Massachusetts General Hospital Vincent Program in Global OB/GYN
The nation of Bangladesh, with a population of 162,650,853 occupying a space slightly larger than the state of Pennsylvania, is becoming a rising economic and geopolitical force in South Asia. Increasing population literacy levels, global industrial output, and a rising middle class continuously counter the country’s resource limitations, poverty, tumultuous democratic politics, strains of providing sanctuary to a million stateless Rohingya refugees, and climate change. Bangladesh’s government, along with numerous stakeholders around the globe, have implemented preventative programs to combat these aforementioned challenges with large accounts of success.

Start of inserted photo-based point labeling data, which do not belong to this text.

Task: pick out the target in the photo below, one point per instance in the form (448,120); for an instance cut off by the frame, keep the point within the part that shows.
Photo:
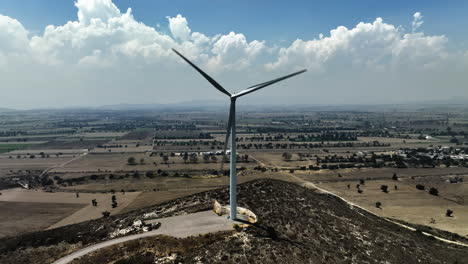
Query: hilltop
(296,225)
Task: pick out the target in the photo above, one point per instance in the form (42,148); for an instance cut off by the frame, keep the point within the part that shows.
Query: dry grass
(22,217)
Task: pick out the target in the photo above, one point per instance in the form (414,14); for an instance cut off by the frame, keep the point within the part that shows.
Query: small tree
(149,174)
(449,213)
(384,188)
(214,159)
(131,161)
(287,156)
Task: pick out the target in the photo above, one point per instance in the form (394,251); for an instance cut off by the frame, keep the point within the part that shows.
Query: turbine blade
(265,84)
(228,133)
(207,77)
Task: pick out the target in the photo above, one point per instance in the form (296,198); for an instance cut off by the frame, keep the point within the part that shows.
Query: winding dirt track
(177,226)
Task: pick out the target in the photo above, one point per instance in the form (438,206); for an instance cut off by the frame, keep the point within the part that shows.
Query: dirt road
(176,226)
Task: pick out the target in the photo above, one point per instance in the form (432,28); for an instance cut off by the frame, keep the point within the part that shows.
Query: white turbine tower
(232,125)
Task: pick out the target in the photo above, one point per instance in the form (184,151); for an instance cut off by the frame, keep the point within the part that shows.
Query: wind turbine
(232,126)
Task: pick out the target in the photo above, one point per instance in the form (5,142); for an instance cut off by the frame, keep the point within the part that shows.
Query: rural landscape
(67,169)
(242,132)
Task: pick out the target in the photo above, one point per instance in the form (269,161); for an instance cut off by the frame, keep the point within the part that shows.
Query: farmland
(145,158)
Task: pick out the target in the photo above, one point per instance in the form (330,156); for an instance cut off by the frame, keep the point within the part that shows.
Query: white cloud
(96,9)
(234,51)
(417,21)
(105,51)
(179,27)
(376,45)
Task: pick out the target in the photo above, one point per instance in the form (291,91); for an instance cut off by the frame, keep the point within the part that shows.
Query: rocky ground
(296,225)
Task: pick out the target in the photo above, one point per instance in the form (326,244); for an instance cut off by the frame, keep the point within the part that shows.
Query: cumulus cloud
(375,45)
(179,27)
(417,21)
(106,51)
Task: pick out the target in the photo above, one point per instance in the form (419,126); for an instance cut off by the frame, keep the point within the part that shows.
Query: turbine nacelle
(231,128)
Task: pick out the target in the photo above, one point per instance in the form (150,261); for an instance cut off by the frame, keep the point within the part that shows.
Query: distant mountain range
(271,104)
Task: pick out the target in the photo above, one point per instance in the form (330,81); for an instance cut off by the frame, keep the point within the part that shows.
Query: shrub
(384,188)
(131,161)
(449,213)
(149,174)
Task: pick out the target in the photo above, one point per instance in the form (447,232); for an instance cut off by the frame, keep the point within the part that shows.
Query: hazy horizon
(108,54)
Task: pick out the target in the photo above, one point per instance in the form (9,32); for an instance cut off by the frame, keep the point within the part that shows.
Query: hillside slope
(296,225)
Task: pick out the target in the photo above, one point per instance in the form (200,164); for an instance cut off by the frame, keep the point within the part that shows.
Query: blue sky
(417,52)
(268,20)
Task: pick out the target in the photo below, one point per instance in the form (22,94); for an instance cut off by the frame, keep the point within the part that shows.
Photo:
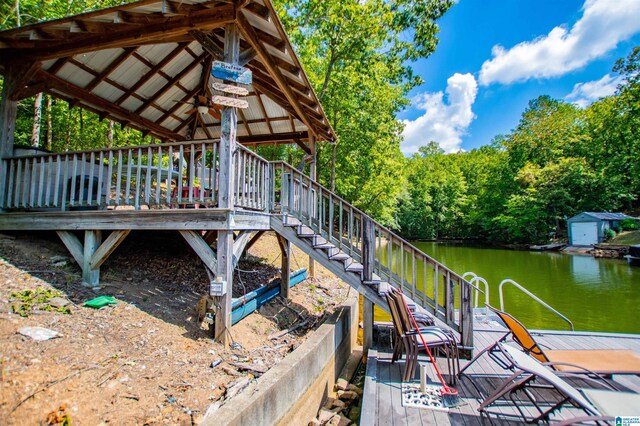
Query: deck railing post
(466,314)
(225,195)
(368,262)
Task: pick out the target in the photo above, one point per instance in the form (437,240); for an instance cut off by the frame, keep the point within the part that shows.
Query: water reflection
(596,294)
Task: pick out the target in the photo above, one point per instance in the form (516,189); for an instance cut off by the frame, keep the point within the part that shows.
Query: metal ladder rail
(474,280)
(531,295)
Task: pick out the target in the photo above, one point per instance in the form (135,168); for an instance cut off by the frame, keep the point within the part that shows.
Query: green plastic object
(100,302)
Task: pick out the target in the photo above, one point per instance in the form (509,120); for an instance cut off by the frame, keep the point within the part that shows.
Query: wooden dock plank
(486,374)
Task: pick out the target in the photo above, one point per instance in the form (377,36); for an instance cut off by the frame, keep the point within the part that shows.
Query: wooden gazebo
(206,78)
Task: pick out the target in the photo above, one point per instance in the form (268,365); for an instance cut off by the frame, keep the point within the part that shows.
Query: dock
(382,404)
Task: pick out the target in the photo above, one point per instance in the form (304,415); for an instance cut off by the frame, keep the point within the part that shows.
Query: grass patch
(626,238)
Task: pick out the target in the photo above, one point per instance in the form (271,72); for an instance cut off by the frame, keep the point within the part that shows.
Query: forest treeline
(558,161)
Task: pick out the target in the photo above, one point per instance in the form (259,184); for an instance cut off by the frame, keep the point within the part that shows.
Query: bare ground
(147,359)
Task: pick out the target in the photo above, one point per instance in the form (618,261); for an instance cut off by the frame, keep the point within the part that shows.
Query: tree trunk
(333,168)
(17,8)
(110,134)
(37,118)
(49,125)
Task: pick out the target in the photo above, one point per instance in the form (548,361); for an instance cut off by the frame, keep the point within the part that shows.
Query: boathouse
(210,80)
(588,228)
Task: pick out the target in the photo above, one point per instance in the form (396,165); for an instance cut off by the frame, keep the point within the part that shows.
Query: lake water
(595,294)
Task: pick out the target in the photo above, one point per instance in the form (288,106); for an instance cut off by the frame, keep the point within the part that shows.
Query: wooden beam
(170,84)
(201,248)
(285,265)
(175,52)
(276,137)
(73,244)
(107,247)
(177,219)
(102,104)
(112,66)
(207,44)
(92,240)
(250,35)
(254,239)
(225,193)
(152,27)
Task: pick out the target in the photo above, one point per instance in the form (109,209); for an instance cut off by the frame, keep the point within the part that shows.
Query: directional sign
(231,72)
(228,88)
(236,103)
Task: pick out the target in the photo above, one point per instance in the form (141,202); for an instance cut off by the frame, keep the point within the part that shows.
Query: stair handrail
(465,325)
(531,295)
(363,214)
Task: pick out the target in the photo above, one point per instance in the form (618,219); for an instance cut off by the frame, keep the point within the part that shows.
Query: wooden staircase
(363,253)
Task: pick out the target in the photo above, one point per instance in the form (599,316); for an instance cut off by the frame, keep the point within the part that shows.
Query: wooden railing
(173,175)
(251,179)
(429,283)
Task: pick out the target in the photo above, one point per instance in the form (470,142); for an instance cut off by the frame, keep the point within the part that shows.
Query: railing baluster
(414,275)
(92,166)
(191,181)
(33,183)
(100,178)
(159,174)
(109,178)
(11,194)
(65,184)
(49,182)
(200,170)
(147,179)
(170,176)
(56,188)
(180,171)
(136,201)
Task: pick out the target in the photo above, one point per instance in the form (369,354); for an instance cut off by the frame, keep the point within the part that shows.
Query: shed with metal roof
(588,228)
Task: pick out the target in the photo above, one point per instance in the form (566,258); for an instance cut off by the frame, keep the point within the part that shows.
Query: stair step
(322,246)
(354,267)
(340,257)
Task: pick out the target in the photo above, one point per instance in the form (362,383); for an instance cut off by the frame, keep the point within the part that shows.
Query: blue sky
(496,55)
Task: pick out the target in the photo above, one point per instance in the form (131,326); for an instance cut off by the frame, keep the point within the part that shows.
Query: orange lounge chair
(591,361)
(598,404)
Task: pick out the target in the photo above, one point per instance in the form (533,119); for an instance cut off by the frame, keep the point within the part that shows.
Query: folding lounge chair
(435,338)
(529,373)
(589,361)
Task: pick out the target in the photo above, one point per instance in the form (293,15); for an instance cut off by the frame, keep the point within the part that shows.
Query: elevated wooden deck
(382,403)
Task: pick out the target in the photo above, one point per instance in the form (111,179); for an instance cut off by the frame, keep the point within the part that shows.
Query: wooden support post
(107,247)
(313,174)
(73,244)
(285,275)
(202,249)
(92,240)
(8,112)
(239,246)
(368,262)
(224,250)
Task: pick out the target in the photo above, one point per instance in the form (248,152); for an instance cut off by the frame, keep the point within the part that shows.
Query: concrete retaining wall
(292,391)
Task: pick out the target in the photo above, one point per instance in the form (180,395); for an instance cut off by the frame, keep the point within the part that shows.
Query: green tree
(357,55)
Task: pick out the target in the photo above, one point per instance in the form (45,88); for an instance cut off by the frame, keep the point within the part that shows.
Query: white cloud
(443,121)
(603,25)
(583,94)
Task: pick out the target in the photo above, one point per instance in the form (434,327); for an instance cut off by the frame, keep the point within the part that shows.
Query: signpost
(231,72)
(232,102)
(228,88)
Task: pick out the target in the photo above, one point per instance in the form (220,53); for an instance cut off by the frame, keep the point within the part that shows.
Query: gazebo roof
(143,64)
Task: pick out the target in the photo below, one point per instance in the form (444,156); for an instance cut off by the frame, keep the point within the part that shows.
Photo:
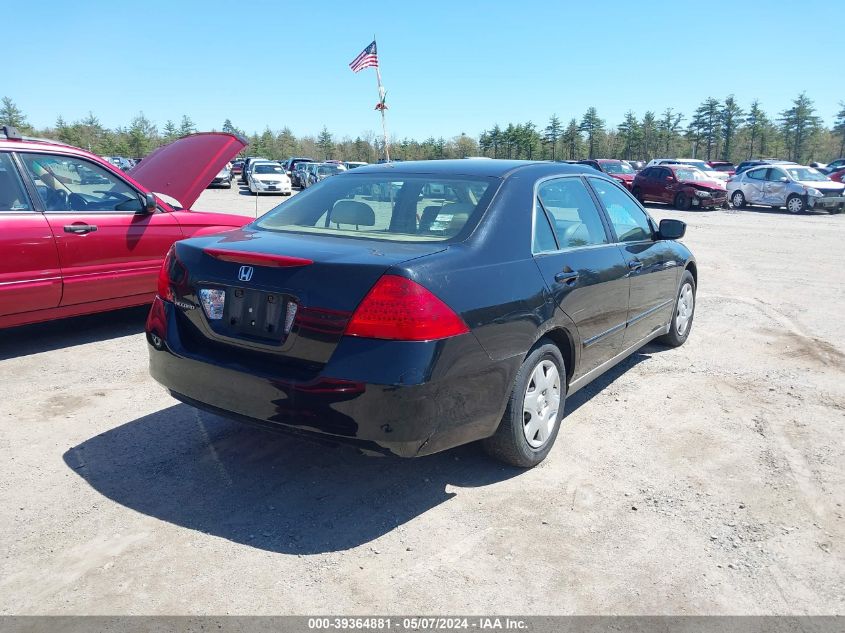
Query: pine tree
(648,136)
(169,131)
(755,122)
(186,126)
(326,143)
(705,127)
(730,118)
(799,124)
(142,136)
(630,133)
(572,140)
(11,114)
(552,133)
(593,127)
(669,129)
(839,128)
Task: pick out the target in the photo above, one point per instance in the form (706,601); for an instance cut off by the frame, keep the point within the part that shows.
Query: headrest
(353,212)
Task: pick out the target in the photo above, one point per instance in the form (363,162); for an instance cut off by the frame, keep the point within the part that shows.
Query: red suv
(680,185)
(79,236)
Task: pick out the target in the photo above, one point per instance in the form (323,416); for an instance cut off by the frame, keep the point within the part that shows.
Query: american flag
(367,58)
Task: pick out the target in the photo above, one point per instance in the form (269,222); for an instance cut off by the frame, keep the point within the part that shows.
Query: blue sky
(449,67)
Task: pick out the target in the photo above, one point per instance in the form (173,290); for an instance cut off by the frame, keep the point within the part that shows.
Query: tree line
(716,130)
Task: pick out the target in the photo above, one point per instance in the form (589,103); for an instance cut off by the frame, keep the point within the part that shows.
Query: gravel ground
(702,480)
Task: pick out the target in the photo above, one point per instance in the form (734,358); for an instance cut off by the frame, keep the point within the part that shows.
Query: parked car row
(78,235)
(691,183)
(781,184)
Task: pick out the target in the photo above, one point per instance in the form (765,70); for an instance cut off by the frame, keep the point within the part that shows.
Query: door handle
(80,229)
(568,277)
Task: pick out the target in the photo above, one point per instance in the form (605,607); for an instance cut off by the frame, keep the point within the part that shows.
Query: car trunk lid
(280,296)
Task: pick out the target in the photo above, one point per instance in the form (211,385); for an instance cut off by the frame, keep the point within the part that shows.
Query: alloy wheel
(686,306)
(541,404)
(795,204)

Despite these gains, breast and gynecological cancers continue to be among the main causes of premature death among Bangladeshi women. One major factor contributing to this complex issue is a lack of dedicated medical infrastructure ranging from specialty training of physicians and nurses to comprehensive cancer care for women. Over the past decade, many advances have been made. In this month’s "Notes," Dr. Lutfa Begum Lipi describes a typical scenario of a young cancer patient and the recent accomplishment of developing a dedicated cancer ward for women’s cancers at the enormous Dhaka Medical College Hospital, a 2,000 bed hospital that runs a daily census of 3,000 patients.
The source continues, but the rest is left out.